What is credit control?
Credit control, is not the same as debt collecting because credit control is a customer relationship building tool. The Oxford Dictionary defines
credit as:
- Good reputation; power derived from this.
- Trust in person's ability or intention to pay at some future time;
- reputation of solvency and probity in business.

The above sums it up - the trust, or hope, you will get paid and there are few people who do not owe someone something. In business, credit was once only given as a convenience to those who did not really need it because it was more effective for regular customers to pay at month end rather than on collection of goods.Whilst this was in the 'my word is my bond' age it did not stop bad debts and Dun & Bradstreet did credit checks in New York over 150 years ago.
Granting credit needs a wide knowledge of business and a good understanding of human nature. Effective credit control ensures payments are made on - or soon after - due date by turning an overdue account into a priority payment in the debtor's eyes. This has turned credit control into a customer relationship building skill, which makes it assertive but non-aggressive.
One reason for late payment is a reluctance to ask for money. These days, the "only pay when asked," tactic is common and some advisors tell their clients to do just that. But even straight-up-and down businesses sometimes delay payment because they cannot afford to pay just yet. If you have to give credit, the options are:
- Make a few phone calls and hope they will pay
- Make credit control a priority
- Debt collection
- Factor your debtors
- Outsource your debtor management
Just making a few phone calls means being your customers' interest free financier and that creates bad debt risk - what would happen if a big customer went bust owing you three or more months' sales?
Making credit control a priority is easy for larger firms, but harder for small ones without a trained credit controller. Getting staff to do it amongst other tasks can be hard and stressful unless they have been on a credit control course. Doing it yourself is unproductive and stops you growing your business, but if you are a small firm you might have to.
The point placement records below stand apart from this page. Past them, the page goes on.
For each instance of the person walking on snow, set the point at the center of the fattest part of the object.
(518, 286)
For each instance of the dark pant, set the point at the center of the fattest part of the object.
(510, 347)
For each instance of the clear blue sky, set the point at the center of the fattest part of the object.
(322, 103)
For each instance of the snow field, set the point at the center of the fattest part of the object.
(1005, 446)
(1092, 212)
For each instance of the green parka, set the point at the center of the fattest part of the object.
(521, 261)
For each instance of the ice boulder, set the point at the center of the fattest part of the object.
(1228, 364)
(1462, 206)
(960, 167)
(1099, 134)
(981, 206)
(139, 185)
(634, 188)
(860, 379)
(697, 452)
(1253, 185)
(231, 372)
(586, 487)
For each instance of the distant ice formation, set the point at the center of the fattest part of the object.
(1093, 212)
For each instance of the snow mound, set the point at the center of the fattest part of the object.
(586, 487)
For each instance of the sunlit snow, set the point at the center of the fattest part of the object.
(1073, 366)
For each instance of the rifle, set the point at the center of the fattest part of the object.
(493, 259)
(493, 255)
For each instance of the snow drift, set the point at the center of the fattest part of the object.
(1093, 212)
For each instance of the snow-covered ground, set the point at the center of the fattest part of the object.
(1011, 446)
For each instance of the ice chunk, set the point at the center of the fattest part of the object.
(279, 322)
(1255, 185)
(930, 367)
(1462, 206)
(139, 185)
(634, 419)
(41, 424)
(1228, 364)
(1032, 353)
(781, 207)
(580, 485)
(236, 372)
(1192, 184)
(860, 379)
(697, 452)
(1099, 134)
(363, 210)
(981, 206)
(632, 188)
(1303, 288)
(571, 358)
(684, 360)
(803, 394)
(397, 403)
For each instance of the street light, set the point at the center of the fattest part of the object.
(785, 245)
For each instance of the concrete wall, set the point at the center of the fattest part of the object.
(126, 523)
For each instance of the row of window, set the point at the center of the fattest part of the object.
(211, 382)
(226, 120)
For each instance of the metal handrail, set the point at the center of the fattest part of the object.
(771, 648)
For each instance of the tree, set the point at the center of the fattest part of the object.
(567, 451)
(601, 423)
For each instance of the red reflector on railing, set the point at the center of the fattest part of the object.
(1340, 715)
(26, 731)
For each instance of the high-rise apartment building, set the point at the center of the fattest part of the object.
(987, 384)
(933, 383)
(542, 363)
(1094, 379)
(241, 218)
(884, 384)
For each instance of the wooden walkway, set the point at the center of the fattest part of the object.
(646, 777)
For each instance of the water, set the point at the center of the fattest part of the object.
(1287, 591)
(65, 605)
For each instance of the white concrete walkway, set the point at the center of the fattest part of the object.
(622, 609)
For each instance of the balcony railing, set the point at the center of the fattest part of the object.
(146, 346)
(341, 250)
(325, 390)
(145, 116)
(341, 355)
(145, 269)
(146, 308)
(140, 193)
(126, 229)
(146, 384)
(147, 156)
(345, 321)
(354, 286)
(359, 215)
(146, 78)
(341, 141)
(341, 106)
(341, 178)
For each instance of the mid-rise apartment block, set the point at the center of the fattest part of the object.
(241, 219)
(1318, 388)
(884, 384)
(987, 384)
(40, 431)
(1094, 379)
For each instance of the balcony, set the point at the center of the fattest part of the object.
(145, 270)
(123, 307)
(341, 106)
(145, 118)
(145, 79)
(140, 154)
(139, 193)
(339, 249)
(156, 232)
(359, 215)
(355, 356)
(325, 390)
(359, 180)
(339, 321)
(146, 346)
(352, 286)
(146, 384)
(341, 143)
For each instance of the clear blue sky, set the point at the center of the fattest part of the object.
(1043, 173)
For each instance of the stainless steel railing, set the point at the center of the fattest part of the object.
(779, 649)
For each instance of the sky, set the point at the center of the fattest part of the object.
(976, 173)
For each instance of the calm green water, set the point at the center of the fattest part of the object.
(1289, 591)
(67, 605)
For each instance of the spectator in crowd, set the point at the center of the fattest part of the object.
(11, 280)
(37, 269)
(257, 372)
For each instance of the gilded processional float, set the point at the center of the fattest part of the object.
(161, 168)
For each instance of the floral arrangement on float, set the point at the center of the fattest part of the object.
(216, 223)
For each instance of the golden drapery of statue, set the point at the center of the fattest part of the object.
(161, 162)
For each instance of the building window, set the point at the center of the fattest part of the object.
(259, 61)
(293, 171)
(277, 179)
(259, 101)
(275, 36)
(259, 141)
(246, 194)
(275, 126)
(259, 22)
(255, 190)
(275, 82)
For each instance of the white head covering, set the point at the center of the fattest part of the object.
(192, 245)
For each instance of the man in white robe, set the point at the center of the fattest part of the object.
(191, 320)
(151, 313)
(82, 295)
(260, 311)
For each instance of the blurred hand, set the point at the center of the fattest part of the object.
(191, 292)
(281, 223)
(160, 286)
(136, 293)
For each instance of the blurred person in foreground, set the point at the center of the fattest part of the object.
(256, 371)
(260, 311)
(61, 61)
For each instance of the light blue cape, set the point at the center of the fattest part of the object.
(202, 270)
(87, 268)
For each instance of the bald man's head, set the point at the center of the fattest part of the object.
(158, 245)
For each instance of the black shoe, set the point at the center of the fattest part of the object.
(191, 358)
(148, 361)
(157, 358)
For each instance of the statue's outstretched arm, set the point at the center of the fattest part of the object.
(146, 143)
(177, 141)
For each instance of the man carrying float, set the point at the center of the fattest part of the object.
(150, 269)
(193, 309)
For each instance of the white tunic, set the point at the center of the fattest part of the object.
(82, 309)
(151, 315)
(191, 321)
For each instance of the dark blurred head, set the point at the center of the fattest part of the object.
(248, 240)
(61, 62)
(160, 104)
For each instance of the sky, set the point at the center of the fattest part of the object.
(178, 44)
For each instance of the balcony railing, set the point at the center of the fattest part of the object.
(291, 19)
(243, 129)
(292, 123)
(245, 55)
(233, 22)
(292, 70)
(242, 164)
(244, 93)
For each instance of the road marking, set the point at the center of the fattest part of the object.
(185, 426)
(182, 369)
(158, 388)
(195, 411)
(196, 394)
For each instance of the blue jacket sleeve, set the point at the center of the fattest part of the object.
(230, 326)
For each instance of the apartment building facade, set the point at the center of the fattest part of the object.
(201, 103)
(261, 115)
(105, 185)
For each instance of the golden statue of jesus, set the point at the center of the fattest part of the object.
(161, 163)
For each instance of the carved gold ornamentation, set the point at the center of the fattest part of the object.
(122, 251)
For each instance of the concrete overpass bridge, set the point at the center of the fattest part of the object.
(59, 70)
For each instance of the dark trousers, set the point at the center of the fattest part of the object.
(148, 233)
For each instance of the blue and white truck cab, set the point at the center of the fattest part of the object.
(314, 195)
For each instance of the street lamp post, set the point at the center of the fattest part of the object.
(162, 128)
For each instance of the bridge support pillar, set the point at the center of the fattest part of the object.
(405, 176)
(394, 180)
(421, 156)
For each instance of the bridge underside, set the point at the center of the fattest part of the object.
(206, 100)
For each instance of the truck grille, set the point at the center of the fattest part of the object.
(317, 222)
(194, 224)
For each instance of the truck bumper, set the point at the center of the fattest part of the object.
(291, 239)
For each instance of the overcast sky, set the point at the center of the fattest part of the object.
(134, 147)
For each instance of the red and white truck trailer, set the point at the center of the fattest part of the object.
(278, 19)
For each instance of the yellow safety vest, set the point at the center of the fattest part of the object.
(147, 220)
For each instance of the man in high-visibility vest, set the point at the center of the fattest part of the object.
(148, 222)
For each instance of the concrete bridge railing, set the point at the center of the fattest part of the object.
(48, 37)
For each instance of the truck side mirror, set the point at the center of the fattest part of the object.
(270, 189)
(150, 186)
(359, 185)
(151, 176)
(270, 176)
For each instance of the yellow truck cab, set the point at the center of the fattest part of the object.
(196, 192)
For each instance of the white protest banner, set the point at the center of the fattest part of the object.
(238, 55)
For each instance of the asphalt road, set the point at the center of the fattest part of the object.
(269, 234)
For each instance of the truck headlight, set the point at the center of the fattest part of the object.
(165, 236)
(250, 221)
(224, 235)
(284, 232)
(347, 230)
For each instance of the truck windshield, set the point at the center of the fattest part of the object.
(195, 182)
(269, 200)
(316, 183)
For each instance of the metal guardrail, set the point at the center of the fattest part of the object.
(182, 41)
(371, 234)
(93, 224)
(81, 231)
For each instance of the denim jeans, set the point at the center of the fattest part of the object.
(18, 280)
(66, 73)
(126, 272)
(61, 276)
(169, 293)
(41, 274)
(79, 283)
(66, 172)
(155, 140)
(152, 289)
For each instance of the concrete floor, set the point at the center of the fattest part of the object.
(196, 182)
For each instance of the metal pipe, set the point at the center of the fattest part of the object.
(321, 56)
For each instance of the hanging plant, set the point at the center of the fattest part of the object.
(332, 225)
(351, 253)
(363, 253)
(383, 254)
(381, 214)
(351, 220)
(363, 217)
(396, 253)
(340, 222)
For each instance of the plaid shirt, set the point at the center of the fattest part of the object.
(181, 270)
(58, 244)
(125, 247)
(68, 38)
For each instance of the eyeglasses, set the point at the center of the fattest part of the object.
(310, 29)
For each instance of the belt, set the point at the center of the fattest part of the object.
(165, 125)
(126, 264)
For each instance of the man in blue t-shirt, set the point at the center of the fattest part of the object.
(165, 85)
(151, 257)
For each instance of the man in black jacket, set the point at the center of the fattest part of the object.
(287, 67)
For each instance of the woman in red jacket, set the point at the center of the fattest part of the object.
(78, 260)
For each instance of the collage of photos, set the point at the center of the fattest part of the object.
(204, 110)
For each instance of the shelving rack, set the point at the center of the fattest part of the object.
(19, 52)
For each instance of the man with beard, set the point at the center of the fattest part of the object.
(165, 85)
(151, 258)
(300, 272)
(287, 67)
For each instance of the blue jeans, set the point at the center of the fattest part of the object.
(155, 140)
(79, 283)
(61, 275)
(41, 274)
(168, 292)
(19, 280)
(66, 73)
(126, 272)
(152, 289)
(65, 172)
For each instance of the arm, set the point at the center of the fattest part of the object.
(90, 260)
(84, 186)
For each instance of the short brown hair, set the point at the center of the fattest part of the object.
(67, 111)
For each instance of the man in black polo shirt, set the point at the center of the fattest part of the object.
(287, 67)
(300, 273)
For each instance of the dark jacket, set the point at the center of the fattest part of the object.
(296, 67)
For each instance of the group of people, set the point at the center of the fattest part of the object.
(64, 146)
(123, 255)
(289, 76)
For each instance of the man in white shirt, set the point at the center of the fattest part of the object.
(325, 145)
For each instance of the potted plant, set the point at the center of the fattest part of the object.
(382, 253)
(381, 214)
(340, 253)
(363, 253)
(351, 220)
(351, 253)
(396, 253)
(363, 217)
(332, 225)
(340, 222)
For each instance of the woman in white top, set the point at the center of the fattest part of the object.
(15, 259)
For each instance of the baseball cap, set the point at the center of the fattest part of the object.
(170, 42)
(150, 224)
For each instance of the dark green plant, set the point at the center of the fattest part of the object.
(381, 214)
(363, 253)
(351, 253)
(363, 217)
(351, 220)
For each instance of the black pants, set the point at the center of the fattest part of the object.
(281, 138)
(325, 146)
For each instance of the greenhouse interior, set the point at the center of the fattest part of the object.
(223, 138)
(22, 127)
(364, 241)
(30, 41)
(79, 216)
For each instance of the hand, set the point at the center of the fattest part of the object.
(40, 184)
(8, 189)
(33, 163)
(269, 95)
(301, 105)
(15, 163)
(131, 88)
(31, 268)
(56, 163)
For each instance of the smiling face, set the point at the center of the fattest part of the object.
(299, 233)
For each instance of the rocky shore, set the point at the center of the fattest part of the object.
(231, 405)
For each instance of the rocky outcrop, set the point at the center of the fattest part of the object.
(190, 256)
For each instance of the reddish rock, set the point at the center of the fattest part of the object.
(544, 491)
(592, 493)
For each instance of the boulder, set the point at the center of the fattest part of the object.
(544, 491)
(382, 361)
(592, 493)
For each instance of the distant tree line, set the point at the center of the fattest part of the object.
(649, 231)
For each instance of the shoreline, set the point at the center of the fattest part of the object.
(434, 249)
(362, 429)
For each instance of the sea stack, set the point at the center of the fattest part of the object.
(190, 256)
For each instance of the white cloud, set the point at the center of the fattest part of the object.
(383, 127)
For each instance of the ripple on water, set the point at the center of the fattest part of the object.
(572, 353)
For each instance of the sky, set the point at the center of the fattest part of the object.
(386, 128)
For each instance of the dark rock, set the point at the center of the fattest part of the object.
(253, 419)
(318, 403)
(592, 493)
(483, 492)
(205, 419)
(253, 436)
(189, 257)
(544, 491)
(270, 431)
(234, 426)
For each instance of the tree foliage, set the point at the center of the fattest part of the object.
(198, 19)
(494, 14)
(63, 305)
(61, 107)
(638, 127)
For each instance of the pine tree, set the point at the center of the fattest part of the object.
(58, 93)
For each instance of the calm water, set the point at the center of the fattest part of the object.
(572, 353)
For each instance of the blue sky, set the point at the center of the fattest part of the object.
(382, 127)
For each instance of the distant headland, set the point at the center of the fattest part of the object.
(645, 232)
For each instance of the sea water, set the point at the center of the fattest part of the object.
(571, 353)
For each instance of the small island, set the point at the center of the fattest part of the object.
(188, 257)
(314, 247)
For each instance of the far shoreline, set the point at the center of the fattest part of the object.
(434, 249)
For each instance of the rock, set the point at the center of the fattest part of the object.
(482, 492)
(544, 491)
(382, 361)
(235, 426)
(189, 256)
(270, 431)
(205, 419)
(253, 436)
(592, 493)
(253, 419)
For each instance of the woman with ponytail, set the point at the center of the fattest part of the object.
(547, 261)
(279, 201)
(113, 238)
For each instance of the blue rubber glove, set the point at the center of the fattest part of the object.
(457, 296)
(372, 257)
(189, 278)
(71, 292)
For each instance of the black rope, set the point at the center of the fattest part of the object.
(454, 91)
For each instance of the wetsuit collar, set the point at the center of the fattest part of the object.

Debt Collection is not credit control
Greek and Roman records show that bad debts and people who did a runner were problems several thousand years ago. In more recent times, Debtors Prisons held those who did not run far enough, but if bad debtors were locked up today a lot of very big jails would be needed. Limited liability companies, though, provide a fence to protect the liberty and assets of a defaulting business's directors. But wilful bad debtors are similar to shoplifters, yet unlike shoplifters they are not usually prosecuted as criminals.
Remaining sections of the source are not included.